Location - Hazi Rattan Nagar, Bathinda City, Punjab, India

Associated with - Sri Guru Nanak Sahib Ji, Sri Guru Hargobind Sahib Ji, Sri Guru Gobind Singh Ji

Sikh Artifacts - None

Sarovar - Yes

Sarai - unknown

Bathinda or Bhatinda (known by Invaders as Tabar-e-Hind or Tabarhindh meaning the Gateway to India) is a city and municipal corporation in the southern part of Punjab. The earliest mention of Tabarhindh occurs in the Jami-Ul-Hakayat written about 607 Hijri or 1211 AD.

The city, named after the Bhati kings, is one of the oldest cities in Punjab. Bhatinda was changed to Bathinda to conform to the phonetical expression as locally pronounced.

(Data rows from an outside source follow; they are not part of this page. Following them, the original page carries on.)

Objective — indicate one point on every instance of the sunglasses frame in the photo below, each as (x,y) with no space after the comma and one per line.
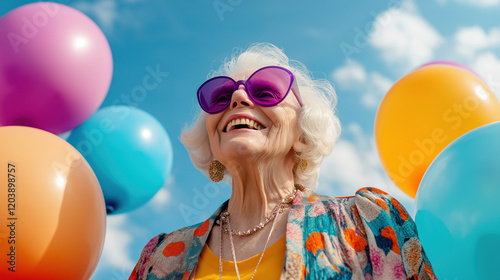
(293,86)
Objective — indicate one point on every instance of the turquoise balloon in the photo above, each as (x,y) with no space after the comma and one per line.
(457,207)
(130,153)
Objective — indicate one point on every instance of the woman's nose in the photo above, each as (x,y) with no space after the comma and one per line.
(240,98)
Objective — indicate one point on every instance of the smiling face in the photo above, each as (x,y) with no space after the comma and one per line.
(246,131)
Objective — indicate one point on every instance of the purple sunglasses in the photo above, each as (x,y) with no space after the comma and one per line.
(267,86)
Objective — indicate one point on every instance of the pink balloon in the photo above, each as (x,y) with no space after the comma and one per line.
(55,67)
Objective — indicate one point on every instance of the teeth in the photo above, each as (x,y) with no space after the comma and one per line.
(251,124)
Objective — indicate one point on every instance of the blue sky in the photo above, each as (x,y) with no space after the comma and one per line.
(362,47)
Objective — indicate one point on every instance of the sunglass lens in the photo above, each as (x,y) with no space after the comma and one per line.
(215,94)
(269,86)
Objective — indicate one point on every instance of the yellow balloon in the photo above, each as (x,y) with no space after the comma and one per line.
(425,111)
(52,211)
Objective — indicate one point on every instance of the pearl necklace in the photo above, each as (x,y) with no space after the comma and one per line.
(225,218)
(282,205)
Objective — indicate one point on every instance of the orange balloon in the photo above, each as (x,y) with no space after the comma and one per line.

In 1004, Mahmud of Ghazni besieged the local fort, which was located on the route from the northwest into the rich Ganges valley.

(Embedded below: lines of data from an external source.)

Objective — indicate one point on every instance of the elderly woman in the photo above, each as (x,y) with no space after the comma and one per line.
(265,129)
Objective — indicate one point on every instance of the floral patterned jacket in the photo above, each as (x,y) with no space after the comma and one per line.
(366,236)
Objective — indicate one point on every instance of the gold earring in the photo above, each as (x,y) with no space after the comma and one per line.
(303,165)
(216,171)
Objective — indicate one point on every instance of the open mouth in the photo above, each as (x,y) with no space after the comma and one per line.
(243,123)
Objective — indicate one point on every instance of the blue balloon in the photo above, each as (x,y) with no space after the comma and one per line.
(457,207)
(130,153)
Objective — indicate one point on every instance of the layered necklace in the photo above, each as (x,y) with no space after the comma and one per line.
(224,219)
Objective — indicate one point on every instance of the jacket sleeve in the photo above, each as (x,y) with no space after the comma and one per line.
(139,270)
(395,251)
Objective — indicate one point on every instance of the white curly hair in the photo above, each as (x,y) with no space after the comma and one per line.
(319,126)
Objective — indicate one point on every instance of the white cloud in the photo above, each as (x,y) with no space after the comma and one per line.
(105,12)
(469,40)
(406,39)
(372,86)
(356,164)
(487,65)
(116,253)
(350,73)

In 1189, Muhammad Ghori attacked and occupied the fort of Bathinda. Prithvi Raj Chauhan, the ruler of this region, managed to recover possession of the fort thirteen months later in 1191 after the first battle of Tarain.

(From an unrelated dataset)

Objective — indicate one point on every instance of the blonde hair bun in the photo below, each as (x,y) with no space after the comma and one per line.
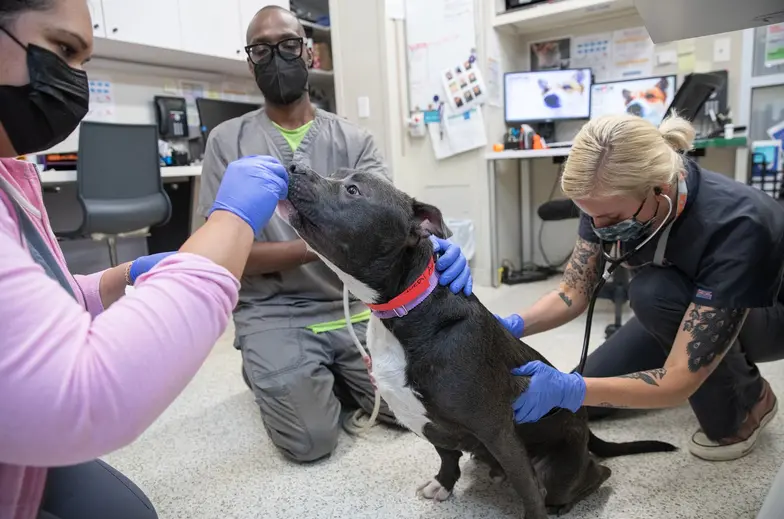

After the death of Muhammad Ghori, Delhi Sultanate was established. The fourth Emperor - Iltutmish, on his death-bed nominated his daughter Raziya as his heiress. Raziya became the next and the first Empress of India and was known as Razia Sultan.

Her childhood friend named Malik Altunia, the governor of Bathinda, joined a rebellion by other provincial governors who refused to accept Razia's rule. She was imprisoned at the Bathinda fort in April 1240. She was released in August and later died in October 1240.

The city later came under the control of the Sidhu-Brars, who were thrown out of Bathinda during Lodhi's rule but were restored to the area by Babur. A few years later, Chaudhary Roop Chand Brar, a Jatt Sikh, came into the scene. Chaudhary Phul Brar, the second son of Chaudhary Roop Chand, started the practice of langar (community kitchen) for the people in the Lakhi jungle area.

In circa 1754, the town was conquered by Maharaja Ala Singh, the Maharaja of Patiala and since then it followed the history of erstwhile princely state of Patiala.

There are 2 Historic Sikh Gurdwaras in Bathinda.

Gurdwara Qila Mubarak Sahib

Gurdwara Qila Mubarak Sahib is situated inside the old Bathinda Fort. Haji Rattan Nagar is a part of Bathinda where a faqir used to live and meditate.

It is said when Guru Nanak Sahib Ji visited this place during his first udasi (tour) that Haji Rattan threw a big stone at Guru Nanak to scare him away. Guru Ji remained unharmed and threw the stone back towards Haji Rattan. Haji Rattan fell unconscious, when he regained consciousness he asked for forgiveness and requested Guru Ji to bless him with liberation. Guru Ji said, "I will visit here twice again".

Guru Hargobind Sahib Ji visited Bathinda and Guru Gobind Singh is said to have come to Bathinda via Bhuchon and Bhago.

Gurdwara Sri Haji Ratan Sahib

While on his way to Talwandi Sabo, Guru Gobind Singh camped outside the mausoleum of the Haji Rattan for the night. The tomb keepers tried to dissuade the Guru from sleeping there with the excuse that the place was haunted. Since the Guru neither believed in tombs or ghosts he spent the night here to show the people that such superstitions were not followed by Sikhs.

When people came to know about Guru Ji's visit, they came in large numbers to have a glimpse of Guru Ji. Guru Ji preached to them. The people said 'Guru Ji you are sitting in a forest, kindly come to the fort'. Guru Ji said that he was sitting in the middle of the city. Today Gurdwara Sri Haji Ratan Sahib is situated in the middle of Bathinda City. Guru Ji accepted the request and paid a visit to Qila Mubarak.

Once at Qila Mubarak, Guru Gobind Singh was told of a evil spirit that was causing concern for the local people. Guru Gobind Singh is said to have banished the evil spirit. There are other myths with associated with Guru Gobind Singh's visit.